Uma fazendinha (a smallholding) near Brasília-de-Minas, Brazil. All food, water, buildings, machines, en­er­gy, infrastructures, chemicals and art forms obtain their existence as a result of applying human lab­our to the sub­stances of the land. The space in which occurs all the human labours of extr­ac­tion, fabrication and thought again is provided by the land. Land is the fields that grow the food. Land holds the sub­stances that come from the mine. Land hosts the factory in which human labour changes them into materials, machines, fuels, medi­cines. It is host to the homes in which we live and to the wilderness in which we wander.

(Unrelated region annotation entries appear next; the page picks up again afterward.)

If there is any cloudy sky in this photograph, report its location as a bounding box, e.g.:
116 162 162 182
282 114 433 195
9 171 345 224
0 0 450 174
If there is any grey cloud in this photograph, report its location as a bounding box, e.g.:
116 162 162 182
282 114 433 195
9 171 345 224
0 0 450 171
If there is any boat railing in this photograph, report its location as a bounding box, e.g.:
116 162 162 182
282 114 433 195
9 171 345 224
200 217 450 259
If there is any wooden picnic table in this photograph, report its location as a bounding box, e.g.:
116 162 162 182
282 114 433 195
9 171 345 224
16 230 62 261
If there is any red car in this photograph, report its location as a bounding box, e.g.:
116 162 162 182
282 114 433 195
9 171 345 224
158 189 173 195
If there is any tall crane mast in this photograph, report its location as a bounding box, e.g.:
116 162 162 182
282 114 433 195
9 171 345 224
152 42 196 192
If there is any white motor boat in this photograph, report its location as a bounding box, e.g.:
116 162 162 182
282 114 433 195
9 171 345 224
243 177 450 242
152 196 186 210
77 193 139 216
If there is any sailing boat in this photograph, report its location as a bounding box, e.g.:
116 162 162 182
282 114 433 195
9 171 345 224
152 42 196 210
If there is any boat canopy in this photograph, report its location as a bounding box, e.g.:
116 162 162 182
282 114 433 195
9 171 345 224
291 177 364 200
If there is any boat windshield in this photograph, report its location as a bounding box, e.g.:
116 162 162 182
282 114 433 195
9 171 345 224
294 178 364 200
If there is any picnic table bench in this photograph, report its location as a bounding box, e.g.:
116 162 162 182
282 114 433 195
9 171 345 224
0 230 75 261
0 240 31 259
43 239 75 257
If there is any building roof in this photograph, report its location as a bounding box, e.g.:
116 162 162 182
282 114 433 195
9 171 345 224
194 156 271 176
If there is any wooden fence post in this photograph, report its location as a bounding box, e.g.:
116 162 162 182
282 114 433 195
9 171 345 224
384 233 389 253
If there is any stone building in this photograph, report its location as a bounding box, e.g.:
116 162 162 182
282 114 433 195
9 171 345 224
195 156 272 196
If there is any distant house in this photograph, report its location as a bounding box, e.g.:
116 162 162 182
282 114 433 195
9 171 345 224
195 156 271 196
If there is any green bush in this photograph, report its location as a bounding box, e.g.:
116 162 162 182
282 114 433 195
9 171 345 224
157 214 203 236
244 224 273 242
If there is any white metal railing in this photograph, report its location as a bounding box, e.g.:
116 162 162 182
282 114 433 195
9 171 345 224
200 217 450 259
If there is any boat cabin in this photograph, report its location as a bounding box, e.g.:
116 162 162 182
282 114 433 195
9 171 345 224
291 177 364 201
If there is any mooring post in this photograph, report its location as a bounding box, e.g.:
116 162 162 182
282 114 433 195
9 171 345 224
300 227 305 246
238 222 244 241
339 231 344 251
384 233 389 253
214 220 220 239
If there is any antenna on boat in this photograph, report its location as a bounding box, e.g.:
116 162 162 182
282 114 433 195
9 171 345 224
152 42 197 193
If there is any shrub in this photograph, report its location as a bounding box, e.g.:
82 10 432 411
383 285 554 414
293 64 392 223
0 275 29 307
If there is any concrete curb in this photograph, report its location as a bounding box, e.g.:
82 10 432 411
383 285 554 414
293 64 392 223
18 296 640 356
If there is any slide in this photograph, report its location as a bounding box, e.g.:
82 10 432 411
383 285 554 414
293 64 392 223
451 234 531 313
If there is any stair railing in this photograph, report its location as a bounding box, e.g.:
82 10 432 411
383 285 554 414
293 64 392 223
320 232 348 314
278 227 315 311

In the beginning, land was an open environment like the ocean. The human being was an opportunistic nomad. He took his needs from what was around him. When there was nothing more, he moved on. The population increased and land became scarcer. Some places were more desirable than others. Those who were stronger commandeered the more desirable places, fenced them and defended them from intruders. The more powerful and the more greedy commandeered larger and lar­ger areas until no place remained free. An exigent few took by force all the land and left the many dispossessed.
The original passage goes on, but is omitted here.